My new favorite saying for PPC is, “Context is king!” How do you know if a keyword’s CTR is good or bad? How about your keywords CVR (conversion rate)? We determine this by comparing our keyword’s performance to the average performance of the other similar keyword/ad combinations.
“Effective PPC analysis is about finding the segments in your account that deviate from the norm. In many cases, you’re leaving opportunity on the table.” –Alex Cohen read full article
I will be using KEYWORD_PEER_CTR for this article, but most of the techniques I will be demonstrating could also be applied to other comparison metrics like: PEER CVR, PEER CPA, etc. These types of metrics can also be calculated at the campaign, ad-group, and text ad levels and are not limited to just keywords.
KW_PEER CTR: the proportion of clicks and impressions for a given ad-group minus the keyword’s own performance data (i.e. KW_PEER_CTR = (adgroup_clicks – keyword_clicks)/(adgroup_imp – keyword_imp).
Now in order for this type of calculation to have the most benefit, it is important to have a best-practice account structure with tightly themed ad-groups. Regardless, your keyword’s performance is tied directly to the same ads as all of the other keywords in the ad-group, so the calculation I described above is a valid way to create this comparison metric.
Peer calculations, such as the one described above are finding their way into some of the industry’s PPC software platforms. You will often see them under the heading of ‘best-practice’ filters, alerts, or rules. And while this type of calculation is especially suited for the database environment that drives these software platforms, you can easily create peer calculations using your PPC reports and Excel.
Keyword PEER_CTR Using an AdWords Keyword Report and Excel
Step #1: Run an AdWords Keyword Report
The first thing that you will need is an AdWords keyword report. You can download this report directly from your ‘Campaigns’ tab in the AdWords web-interface or through your MCC Reports Center.
Regardless, at a minimum you will need to include the following columns in order to make our peer_ctr calculation:
Of course, you can pull more columns if you plan on performing additional analysis, but for our purposes this will be sufficient.
Step #2: Format your data as an Excel Table
Formatting your dataset as a table in Excel has many benefits that I won’t go into now, but as you work with your data they will become evident.
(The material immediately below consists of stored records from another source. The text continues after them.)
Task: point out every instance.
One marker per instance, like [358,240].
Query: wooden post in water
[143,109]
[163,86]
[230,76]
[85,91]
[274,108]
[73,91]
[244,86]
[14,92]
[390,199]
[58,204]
- Highlight your entire Keyword report including the header row (not the totals row at the bottom).
- Click on “Format as Table” form the Home ribbon
- Choose a style that you like
- Click “OK”
Step #3: Create an Ad Group Roll-up of Your Keyword Report
Because we are comparing our keyword’s performance against that of its peers in its ad-group we will need impressions and clicks aggregated (summed) at the ad-group level.
- Select any cell in your new table and Insert a PivotTable in a new worksheet (since we formatted as a table we don’t have to manually select the entire dataset).
- Add Ad Group to the ‘Row label’ and Sum Impressions and Clicks as Values
- Copy the data from the pivot table and Paste Special > Paste Values in a new worksheet.
- Highlight your entire dataset and “Format as a Table” as described above.
- You can name this worksheet “adgroup_lookup”
Step #4: VLOOKUP Magic
In order for us to create this calculation (KW_PEER_CTR = (adgroup_clicks – keyword_clicks)/(adgroup_imp – keyword_imp) we will use Excel’s VLOOKUP formula.
- In your keyword report worksheet go to the right most open header cell and type “PEER_CTR” and hit enter. Because we formatted as a table you will see a new column populate the full length of the dataset.
- In the first cell of your new column type the following formula:
- Next you can add a CTR_DIFF column and calculate the difference in keyword CTR compared to its peer’s CTR using this formula:
=(VLOOKUP(Table1[[#This Row],[Ad group]],adgroup_lookup!A:C,3,FALSE)-Table1[[#This Row],[Clicks]])/(VLOOKUP(Table1[[#This Row],[Ad group]],adgroup_lookup!A:C,2,FALSE)-Table1[[#This Row],[Impressions]])
Friendly Formula: (adgroup_clicks – kw_clicks)/(adgroup_imp – kw_imp) = PEER_CTR
=(Table1[[#This Row],[CTR]]-Table1[[#This Row],[PEER_CTR]])/Table1[[#This Row],[PEER_CTR]]
Friendly Formula: (kw_ctr – peer_ctr)/ peer_ctr = CTR_DIFF
Step #4: Use this Knowledge to Create More Comparison Metrics
Hopefully you can see the benefit and power of creating these types of comparison metrics. Take what you have learned and add: PEER_CVR and PEER_CPA and see how much more powerful your analysis becomes with this added context. Using these techniques will allow you to create actionable lists of keywords with above or below average CTR, CVR, or CPA’s quickly and easily.